Les portes de la ville faisait l'objet d'un soin particulier dans la défense des places fortes. Il fallait pouvoir aller et venir en temps de paix tout en contrôlant les accès et pouvoir les fermer complètement en cas d'attaque ennemie.


Porte de Pignerol

Ancienne porte de cime de ville ou de Piémont, elle ferme le haut de la ville. Elle est précédée d’une demi-lune comportant un corps de garde nommé « d’Artagnan » qui abritait autrefois les soldats qui étaient chargés de sa surveillance.

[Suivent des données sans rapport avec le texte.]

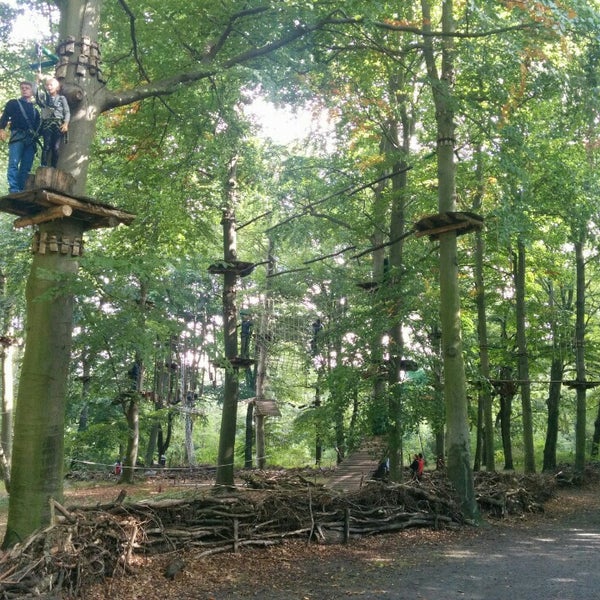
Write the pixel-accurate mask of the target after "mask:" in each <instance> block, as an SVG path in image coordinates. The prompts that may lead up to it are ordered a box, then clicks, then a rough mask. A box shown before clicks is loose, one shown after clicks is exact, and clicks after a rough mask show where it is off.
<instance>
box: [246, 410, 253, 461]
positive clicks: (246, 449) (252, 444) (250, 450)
mask: <svg viewBox="0 0 600 600" xmlns="http://www.w3.org/2000/svg"><path fill="white" fill-rule="evenodd" d="M253 448H254V402H248V408H247V409H246V440H245V443H244V468H245V469H251V468H252V466H253V464H254V457H253V452H252V450H253Z"/></svg>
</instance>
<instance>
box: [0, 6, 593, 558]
mask: <svg viewBox="0 0 600 600" xmlns="http://www.w3.org/2000/svg"><path fill="white" fill-rule="evenodd" d="M190 4H191V5H190ZM0 17H1V19H0V23H1V24H0V95H1V98H0V100H2V104H4V103H5V102H6V101H8V100H9V99H10V98H13V97H16V96H17V94H18V84H19V82H20V81H22V80H24V79H26V80H29V79H33V78H34V77H35V75H36V72H42V73H43V74H44V75H46V76H50V75H55V76H56V77H57V78H58V79H59V81H60V82H61V84H62V93H64V95H65V96H66V97H67V99H68V101H69V105H70V107H71V124H70V127H69V135H68V141H67V140H65V141H64V143H63V146H62V149H61V152H60V156H59V162H58V169H59V170H61V171H63V172H64V173H66V174H68V175H70V176H71V177H72V178H73V182H74V183H73V187H72V189H70V190H69V192H68V193H65V196H66V197H67V198H74V199H76V200H77V199H78V200H79V201H81V200H84V201H85V202H88V201H89V202H90V203H92V205H93V206H95V204H94V203H98V204H99V205H100V206H101V207H113V208H115V209H117V210H118V211H121V212H120V213H119V214H121V215H127V216H130V217H131V218H126V219H123V220H122V221H121V224H119V225H118V226H114V225H115V223H113V222H112V221H110V219H108V221H107V222H104V221H102V222H101V224H95V225H93V226H91V225H89V224H87V223H83V222H81V221H78V220H77V219H73V218H68V216H67V217H66V218H61V219H54V220H50V221H41V222H38V223H35V224H34V225H33V226H32V227H25V224H24V222H23V221H22V220H19V219H17V220H16V221H15V216H14V214H10V212H11V211H10V210H7V207H9V208H10V207H13V208H14V204H13V203H12V200H10V194H8V191H7V188H6V187H4V186H5V183H4V179H3V180H2V185H1V186H0V194H2V197H0V211H2V212H1V215H0V227H1V231H2V235H1V236H0V246H1V251H0V275H1V279H0V281H1V283H2V285H1V287H0V325H1V328H2V330H1V332H0V343H1V346H2V353H1V355H0V361H1V363H2V369H1V371H2V378H1V393H2V397H1V401H2V427H1V432H0V433H1V439H0V441H1V448H2V451H3V456H2V460H1V464H2V475H3V479H4V481H5V485H6V488H7V490H8V491H9V495H10V500H9V517H8V518H9V522H8V527H7V534H6V537H5V539H4V545H5V546H10V545H13V544H14V543H15V542H16V541H17V540H19V539H22V538H23V537H24V536H25V535H27V534H28V533H30V532H31V531H33V530H34V529H36V528H37V527H39V526H42V525H44V524H45V523H47V522H48V518H49V515H48V498H49V497H54V498H58V499H60V498H61V494H62V489H63V479H64V476H65V474H67V473H69V472H72V471H82V470H83V471H85V470H105V471H110V470H111V469H112V468H113V463H114V462H115V461H116V460H122V461H123V471H122V474H121V478H122V480H123V481H124V482H132V481H133V480H134V478H135V476H136V472H137V471H138V469H147V468H160V467H161V466H164V465H168V466H169V467H170V468H179V467H181V468H189V467H194V466H197V465H211V466H213V467H214V468H215V470H216V484H217V485H220V486H225V487H227V486H231V485H233V473H234V469H238V468H242V467H258V468H264V467H265V466H266V465H270V466H273V465H278V466H284V467H293V466H305V465H316V466H331V465H334V464H336V463H338V462H340V461H342V460H343V458H344V457H345V456H347V455H348V454H349V453H350V452H351V451H352V450H354V449H356V448H358V447H360V445H361V443H363V442H364V441H365V440H368V439H370V438H373V437H375V436H377V437H382V438H383V439H384V440H385V442H386V446H387V453H388V457H389V460H390V477H391V478H392V479H394V480H398V479H400V478H402V471H403V466H405V465H406V464H407V463H408V461H409V457H410V455H411V453H412V452H415V451H422V452H423V453H424V454H425V456H426V457H427V460H428V464H429V466H430V467H432V468H433V467H434V466H435V465H436V462H439V464H443V465H445V468H446V469H447V471H448V476H449V478H450V479H451V480H452V482H453V484H454V485H455V487H456V489H457V491H458V493H459V496H460V497H461V499H462V501H463V503H462V508H463V511H464V513H465V515H466V516H467V517H469V516H470V517H476V512H477V510H476V507H475V503H474V500H473V471H478V470H482V469H485V470H487V471H496V470H518V471H523V472H525V473H534V472H536V471H554V470H555V469H556V468H557V466H558V465H560V464H561V463H565V462H567V463H572V464H573V465H574V467H575V469H576V471H577V472H578V473H580V474H583V469H584V465H585V464H586V462H587V461H589V460H590V458H593V457H597V454H598V447H599V446H598V445H599V443H600V413H599V408H600V403H599V402H598V395H597V386H598V385H600V356H599V355H598V352H597V349H596V347H597V345H596V343H595V342H596V340H597V339H598V336H600V329H599V327H600V314H599V308H600V305H599V296H598V289H597V285H596V275H597V271H598V251H599V250H598V229H597V224H596V221H597V220H598V208H597V193H598V181H597V161H598V152H599V149H600V141H599V140H600V138H599V136H598V131H599V127H600V122H599V116H600V114H599V110H600V98H599V89H600V88H599V83H598V77H599V71H598V68H599V61H600V39H599V37H598V31H600V4H599V3H598V2H597V0H592V1H586V2H584V1H583V0H565V1H563V2H552V1H550V0H540V1H538V2H524V1H518V0H516V1H515V0H499V1H497V2H483V1H478V0H454V1H452V0H444V1H439V0H420V2H412V1H410V0H408V1H406V2H402V3H399V2H388V1H385V0H384V1H373V0H349V1H347V2H343V3H339V2H335V1H330V0H315V1H312V2H310V1H308V0H264V1H261V0H248V1H244V2H239V1H237V2H236V1H234V0H223V1H222V2H219V3H214V2H205V1H204V0H198V1H197V2H195V3H189V2H183V1H182V0H143V1H141V0H140V1H138V2H135V3H134V2H127V1H126V0H119V1H118V2H106V1H104V2H102V1H101V0H87V1H84V0H55V1H54V2H52V1H42V0H13V1H11V2H0ZM7 153H8V150H7V144H3V145H2V146H1V147H0V168H1V170H2V172H3V173H4V171H5V166H6V160H7ZM38 158H39V157H38ZM37 165H39V162H37V161H36V165H35V166H34V169H35V168H36V167H37ZM27 193H28V192H22V194H25V195H26V194H27ZM17 195H18V194H17ZM7 198H8V199H9V201H7V202H4V200H6V199H7ZM97 210H100V209H97ZM48 236H49V237H48ZM46 239H53V240H54V241H55V247H56V249H55V250H52V248H51V246H50V245H49V246H48V248H49V250H48V251H45V250H42V249H41V248H42V245H41V244H42V243H41V241H40V240H46ZM74 239H76V240H77V247H78V248H79V247H80V246H81V248H82V250H81V251H79V250H78V251H77V252H75V250H74V247H75V243H74V242H73V243H70V245H69V244H66V245H69V248H70V249H69V250H65V252H62V251H61V247H62V246H61V240H63V241H64V240H71V241H72V240H74ZM56 240H58V245H56ZM63 246H65V244H63ZM44 248H45V246H44Z"/></svg>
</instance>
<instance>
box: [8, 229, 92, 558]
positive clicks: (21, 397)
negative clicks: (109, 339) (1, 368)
mask: <svg viewBox="0 0 600 600" xmlns="http://www.w3.org/2000/svg"><path fill="white" fill-rule="evenodd" d="M40 232H41V233H44V232H46V233H48V234H49V235H57V236H60V237H61V238H63V239H64V238H68V239H74V238H81V236H82V234H83V231H82V225H81V224H80V223H78V222H76V221H74V220H71V219H63V220H58V221H55V222H51V223H44V224H41V225H40ZM77 267H78V264H77V261H76V259H74V258H71V257H69V256H68V255H63V254H61V253H57V252H48V253H46V254H40V253H35V254H34V256H33V262H32V266H31V273H30V276H29V279H28V282H27V292H26V299H27V323H26V327H25V336H26V347H25V353H24V356H23V364H22V367H21V379H20V384H19V390H18V396H17V405H16V410H15V436H14V442H13V455H12V469H11V471H12V472H11V494H10V500H9V509H8V522H7V527H6V535H5V538H4V542H3V547H5V548H6V547H9V546H12V545H14V544H15V543H17V542H20V541H23V540H24V539H25V537H27V536H28V535H29V534H30V533H31V532H32V531H34V530H35V529H37V528H38V527H41V526H42V525H44V524H47V523H48V522H49V519H50V505H49V499H50V498H54V499H55V500H57V501H58V502H62V497H63V447H64V444H63V435H64V418H65V402H66V392H67V377H68V373H69V364H70V351H71V329H72V318H73V297H72V295H71V293H70V291H69V289H70V287H71V285H70V283H71V282H72V280H73V278H74V277H75V275H76V273H77Z"/></svg>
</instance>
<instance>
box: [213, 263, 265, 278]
mask: <svg viewBox="0 0 600 600" xmlns="http://www.w3.org/2000/svg"><path fill="white" fill-rule="evenodd" d="M254 267H255V265H254V263H249V262H244V261H243V260H230V261H225V260H220V261H218V262H215V263H213V264H212V265H209V267H208V272H209V273H211V274H212V275H224V274H225V273H235V274H236V275H239V276H240V277H246V276H247V275H250V273H252V271H254Z"/></svg>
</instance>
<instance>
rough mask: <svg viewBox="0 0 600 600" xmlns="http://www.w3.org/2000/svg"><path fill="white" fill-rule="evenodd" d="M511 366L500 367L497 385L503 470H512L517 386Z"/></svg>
mask: <svg viewBox="0 0 600 600" xmlns="http://www.w3.org/2000/svg"><path fill="white" fill-rule="evenodd" d="M513 379H514V378H513V371H512V369H511V367H508V366H504V367H502V368H501V369H500V381H499V383H498V385H497V391H498V395H499V396H500V414H499V419H500V432H501V436H502V450H503V451H504V470H505V471H512V470H513V469H514V462H513V456H512V436H511V427H512V401H513V398H514V397H515V395H516V393H517V389H518V386H517V384H516V382H514V381H513Z"/></svg>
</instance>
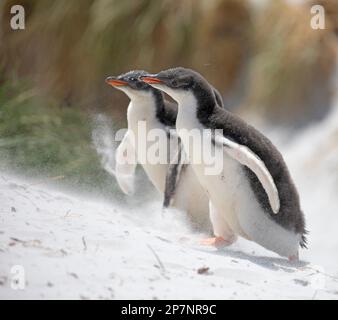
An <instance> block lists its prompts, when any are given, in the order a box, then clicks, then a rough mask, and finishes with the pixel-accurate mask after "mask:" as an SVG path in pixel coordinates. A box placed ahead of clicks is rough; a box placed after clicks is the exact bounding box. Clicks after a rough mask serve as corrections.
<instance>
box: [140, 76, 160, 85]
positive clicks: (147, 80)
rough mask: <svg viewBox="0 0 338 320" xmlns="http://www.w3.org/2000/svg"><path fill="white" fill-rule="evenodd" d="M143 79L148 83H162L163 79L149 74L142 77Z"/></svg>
mask: <svg viewBox="0 0 338 320" xmlns="http://www.w3.org/2000/svg"><path fill="white" fill-rule="evenodd" d="M141 80H142V81H144V82H146V83H162V82H163V81H162V80H160V79H158V78H156V77H154V76H152V77H150V76H149V77H148V76H144V77H141Z"/></svg>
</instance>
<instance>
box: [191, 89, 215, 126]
mask: <svg viewBox="0 0 338 320" xmlns="http://www.w3.org/2000/svg"><path fill="white" fill-rule="evenodd" d="M193 94H194V96H195V98H196V101H197V110H196V117H197V119H198V120H199V121H200V122H201V123H203V124H204V123H206V122H208V119H209V117H210V116H211V115H212V114H213V112H214V110H215V108H216V100H215V95H214V94H213V92H212V91H211V89H210V88H209V87H208V88H206V87H205V86H204V85H203V84H199V83H196V84H195V85H194V87H193Z"/></svg>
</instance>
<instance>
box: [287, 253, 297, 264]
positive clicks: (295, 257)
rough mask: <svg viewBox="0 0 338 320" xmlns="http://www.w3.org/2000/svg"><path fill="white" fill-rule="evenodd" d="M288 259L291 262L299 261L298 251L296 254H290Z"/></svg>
mask: <svg viewBox="0 0 338 320" xmlns="http://www.w3.org/2000/svg"><path fill="white" fill-rule="evenodd" d="M288 259H289V262H298V261H299V254H298V252H297V253H296V254H294V255H292V256H289V257H288Z"/></svg>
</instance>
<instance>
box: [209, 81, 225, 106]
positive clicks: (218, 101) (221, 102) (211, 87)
mask: <svg viewBox="0 0 338 320" xmlns="http://www.w3.org/2000/svg"><path fill="white" fill-rule="evenodd" d="M210 87H211V89H212V91H213V93H214V95H215V99H216V103H217V104H218V106H219V107H221V108H224V104H223V98H222V95H221V94H220V93H219V91H218V90H217V89H216V88H214V87H213V86H210Z"/></svg>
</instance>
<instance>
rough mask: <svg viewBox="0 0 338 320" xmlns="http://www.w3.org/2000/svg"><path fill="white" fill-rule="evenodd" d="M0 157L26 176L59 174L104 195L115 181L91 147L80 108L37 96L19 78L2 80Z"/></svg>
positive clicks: (34, 92)
mask: <svg viewBox="0 0 338 320" xmlns="http://www.w3.org/2000/svg"><path fill="white" fill-rule="evenodd" d="M0 105H1V108H0V119H1V121H0V161H1V163H2V166H5V167H10V168H12V169H16V170H18V171H20V172H21V173H24V174H27V175H29V176H40V177H47V178H50V179H51V180H53V179H54V178H57V179H59V178H62V179H63V180H64V182H65V183H66V184H68V185H70V186H76V187H78V188H83V189H86V190H88V189H89V190H90V189H92V190H93V189H96V190H98V191H101V192H104V193H105V194H106V195H109V194H112V193H113V191H114V190H115V188H116V186H115V183H114V181H112V179H111V177H110V176H109V175H108V174H107V173H106V172H105V171H104V170H103V169H102V168H101V165H100V159H99V158H98V155H97V154H96V152H95V150H94V148H93V147H92V141H91V139H92V138H91V128H92V126H91V123H90V122H91V120H90V115H89V114H88V113H85V112H83V111H82V110H80V109H79V108H76V107H69V106H60V105H59V104H58V103H57V102H56V101H53V100H52V99H49V98H47V97H42V96H37V94H36V92H35V90H34V89H32V88H30V87H29V84H27V83H25V82H23V81H19V82H16V83H11V84H8V83H4V84H2V85H0Z"/></svg>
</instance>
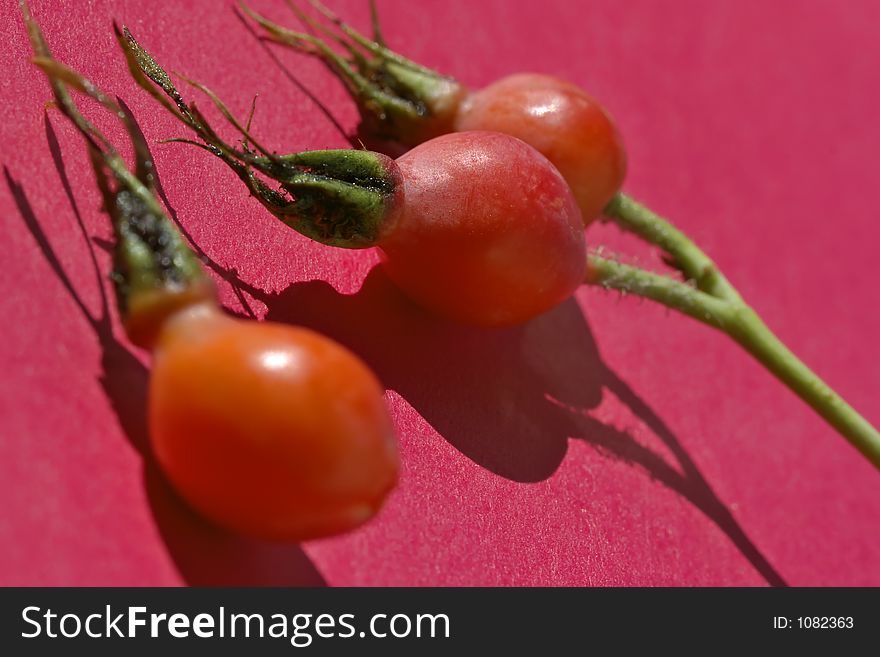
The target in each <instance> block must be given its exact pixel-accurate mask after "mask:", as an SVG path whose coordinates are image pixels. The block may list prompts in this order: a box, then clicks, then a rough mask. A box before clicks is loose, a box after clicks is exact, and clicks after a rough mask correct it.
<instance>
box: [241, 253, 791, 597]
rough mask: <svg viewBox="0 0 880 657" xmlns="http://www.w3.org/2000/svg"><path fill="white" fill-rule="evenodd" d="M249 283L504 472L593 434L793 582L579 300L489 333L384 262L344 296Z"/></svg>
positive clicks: (272, 313) (631, 465)
mask: <svg viewBox="0 0 880 657" xmlns="http://www.w3.org/2000/svg"><path fill="white" fill-rule="evenodd" d="M241 285H242V288H243V289H245V290H246V291H247V292H248V294H250V295H252V296H253V297H254V298H256V299H257V300H259V301H261V302H262V303H263V304H265V305H266V307H267V309H268V311H267V315H266V318H267V319H270V320H273V321H280V322H290V323H295V324H299V325H304V326H308V327H310V328H313V329H315V330H318V331H321V332H323V333H325V334H327V335H329V336H331V337H333V338H335V339H336V340H338V341H340V342H342V343H343V344H346V345H348V346H349V347H350V348H352V349H353V350H355V351H356V352H357V353H358V354H360V355H361V356H362V357H363V358H364V359H365V360H366V361H367V362H368V363H369V364H370V365H371V367H373V369H374V370H375V371H376V372H377V373H378V374H379V376H380V378H381V379H382V381H383V382H384V383H385V385H386V386H387V387H388V388H390V389H394V390H396V391H397V392H398V393H400V394H401V396H403V397H404V398H405V399H406V400H407V402H408V403H409V404H410V405H412V406H413V407H414V408H415V409H416V410H417V411H418V412H419V414H420V415H421V416H422V417H423V418H425V420H426V421H427V422H428V423H430V424H431V426H433V427H434V428H435V429H436V430H437V431H438V433H440V434H441V435H442V436H443V437H444V438H445V439H446V440H448V441H449V442H450V443H451V444H452V445H453V446H455V447H456V448H457V449H458V450H460V451H461V452H462V453H464V454H465V455H466V456H468V457H469V458H471V459H472V460H474V461H475V462H476V463H479V464H480V465H482V466H483V467H485V468H487V469H489V470H491V471H492V472H495V473H496V474H499V475H501V476H504V477H507V478H509V479H512V480H515V481H540V480H542V479H545V478H547V477H549V476H551V475H552V474H553V472H555V470H556V468H557V467H558V466H559V464H560V462H561V461H562V459H563V458H564V456H565V452H566V448H567V442H568V440H569V439H570V438H571V437H577V438H581V439H583V440H585V441H587V442H588V443H590V444H591V445H593V446H594V447H595V448H596V449H597V450H598V451H599V452H600V453H601V454H603V455H604V456H606V457H608V458H614V459H616V460H620V461H622V462H625V463H628V464H629V465H631V466H633V467H636V468H639V469H640V470H642V471H644V472H645V473H646V475H647V476H649V477H651V478H652V479H654V480H655V481H657V482H659V483H660V484H662V485H664V486H666V487H667V488H669V489H670V490H672V491H674V492H676V493H678V494H679V495H681V496H682V497H683V498H685V499H686V500H688V501H689V502H690V503H691V504H693V505H694V507H696V508H697V509H698V510H700V511H701V512H702V513H703V514H704V515H705V516H706V517H707V518H708V519H709V520H710V521H711V522H713V523H714V524H715V525H716V526H717V527H718V528H719V529H720V530H721V531H723V532H724V533H725V534H726V535H727V536H728V538H729V539H730V540H731V542H732V543H733V544H734V545H735V546H736V548H737V549H738V550H739V551H740V553H741V554H742V555H743V557H745V558H746V559H747V560H748V561H749V562H750V563H751V564H752V566H753V567H754V568H755V570H756V571H757V572H758V573H759V574H760V575H761V577H763V578H764V579H765V580H766V581H767V583H768V584H770V585H772V586H785V585H786V582H785V580H784V579H783V578H782V576H781V575H780V574H779V572H778V571H776V569H775V568H774V567H773V566H772V564H771V563H770V562H769V561H768V560H767V558H766V557H764V555H763V554H762V553H761V551H760V550H759V549H758V547H757V546H756V545H755V544H754V543H753V542H752V540H751V539H750V538H749V537H748V535H747V534H746V533H745V531H744V530H743V528H742V527H741V526H740V524H739V523H738V522H737V520H736V518H735V517H734V516H733V514H732V513H731V512H730V511H729V509H728V508H727V507H726V506H725V504H724V503H723V502H722V501H721V500H720V499H719V498H718V496H717V494H716V493H715V492H714V491H713V489H712V487H711V486H710V485H709V483H708V482H707V480H706V479H705V477H704V476H703V475H702V474H701V473H700V471H699V469H698V468H697V466H696V464H695V463H694V461H693V459H691V458H690V456H689V455H688V453H687V451H686V450H685V449H684V448H683V446H682V444H681V442H680V441H679V440H678V438H676V437H675V435H674V434H673V433H672V431H671V430H670V429H669V427H668V426H667V425H666V423H665V422H664V421H663V420H662V419H661V418H660V417H659V416H658V415H657V414H656V412H655V411H653V409H651V408H650V407H649V406H648V405H647V404H646V403H645V402H644V401H643V400H642V399H641V397H639V396H638V395H637V394H636V393H635V392H634V391H633V390H632V389H631V388H630V387H629V386H628V385H627V384H626V383H625V382H624V381H623V380H622V379H620V377H619V376H617V375H616V374H615V373H614V372H613V371H612V370H611V369H610V368H608V367H607V365H605V363H604V362H603V361H602V360H601V359H600V358H599V355H598V350H597V348H596V346H595V342H594V341H593V339H592V336H591V333H590V329H589V326H588V325H587V324H586V322H585V321H584V319H583V316H582V314H581V312H580V310H579V308H577V306H576V304H574V303H573V302H569V303H566V304H563V306H562V307H560V308H558V309H556V310H554V311H552V312H551V313H548V314H547V315H546V316H545V317H543V318H539V319H538V320H535V321H533V322H531V323H530V324H528V325H526V326H525V327H520V328H516V329H506V330H502V331H479V330H474V329H466V328H463V327H460V326H455V325H452V324H445V323H443V322H441V321H439V320H437V319H436V318H433V317H429V316H427V315H425V314H424V313H422V311H420V310H419V309H417V308H415V307H414V306H413V305H412V304H410V303H409V301H408V300H406V299H404V298H403V297H402V296H401V295H400V293H399V292H398V291H397V290H396V288H394V286H393V285H392V284H391V282H390V281H388V279H387V278H386V277H385V275H384V274H383V273H382V270H381V268H375V269H373V270H372V271H371V272H370V274H369V275H368V276H367V278H366V280H365V281H364V284H363V286H362V287H361V289H360V290H359V291H358V292H357V293H356V294H353V295H341V294H339V293H338V292H336V291H335V290H334V289H333V288H332V287H331V286H330V285H328V284H327V283H324V282H322V281H309V282H305V283H296V284H294V285H291V286H290V287H288V288H287V289H286V290H284V291H282V292H279V293H276V294H269V293H265V292H263V291H261V290H259V289H255V288H254V287H253V286H250V285H248V284H246V283H242V284H241ZM534 345H543V348H542V349H541V351H540V356H539V358H540V359H541V362H540V363H537V362H535V360H534V359H531V358H529V357H525V358H524V356H523V354H524V353H528V352H529V348H530V347H533V346H534ZM563 345H564V346H563ZM532 353H534V351H532ZM560 381H569V382H576V383H569V384H560V383H559V382H560ZM603 390H607V391H609V392H611V393H613V394H614V395H615V396H617V398H618V399H619V400H620V401H621V402H622V403H623V404H625V405H626V406H627V407H629V408H630V409H631V411H632V412H633V413H634V414H635V415H636V416H638V417H640V418H641V419H642V420H643V421H644V422H645V424H646V425H647V426H648V427H649V428H650V429H651V430H652V431H653V432H654V433H655V434H656V435H657V436H658V437H659V438H660V440H661V441H662V442H663V443H665V444H666V445H667V446H668V447H669V449H670V451H671V452H672V453H673V455H674V457H675V459H676V461H677V463H678V465H679V466H680V468H681V470H682V473H680V472H678V471H677V470H676V469H675V468H674V467H672V466H671V465H670V464H668V463H667V462H666V461H665V460H664V459H663V457H661V456H660V455H659V454H657V453H656V452H654V451H652V450H651V449H649V448H647V447H644V446H642V445H641V444H639V443H638V442H637V441H636V440H635V439H634V438H633V436H631V435H630V434H628V433H627V432H624V431H620V430H618V429H615V428H614V427H612V426H610V425H607V424H604V423H602V422H600V421H599V420H596V419H595V418H593V417H591V416H590V415H589V413H588V410H589V409H592V408H595V407H596V406H598V403H599V401H600V400H601V398H602V392H603ZM548 391H549V393H548ZM548 397H549V398H551V399H564V400H566V402H565V403H564V404H560V403H554V402H551V401H548ZM573 411H574V412H573Z"/></svg>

Sur les principes de Vauban et afin de montrer la grandeur du royaume, elle offre à la vue de l’ennemi un majestueux décor à bossage de style classique composé de deux pilastres et d’un fronton triangulaire.

 

Porte Dauphine

Ouverte au début du 20e siècle pour rendre l’accès de la vieille ville possible aux voitures, elle reproduit le modèle classique des portes des places fortes avec un faux pont-levis et un décor de pierre de taille.

 

Porte d’Embrun

Ancienne porte du pied de ville, elle donne l’accès au bas de la ville. Comme celle de Pignerol, elle est précédée d’une demi-lune comportant un corps de garde nommé « Saint-Mars » qui abritait autrefois les soldats qui étaient chargés de sa surveillance. Deux ponts-levis successifs améliorent sa défense.

 

 

Porte de la Durance

Autrefois protégée par un petit fossé et un pont-levis, elle fermait la ville sur le front de la Durance. Elle permet d’accéder au chemin qui monte au fort des trois Têtes. Construite en pierre de taille, elle est ornée d’un jeu de pilastres et amortissements.

Ces trois premières portes font partie de l’ensemble fortifié de Briançon inscrit sur la liste du Patrimoine Mondial de l’UNESCO au titre des Fortifications de Vauban.

 

Porte Méane

Elle permettait au Moyen Age de franchir l’enceinte de défense que formaient les maisons. Elle donne accès à la rue du même nom qui conduit au milieu de la ville. Elle a été restituée au 20e siècle lors de la restauration de la maison qu’elle jouxte.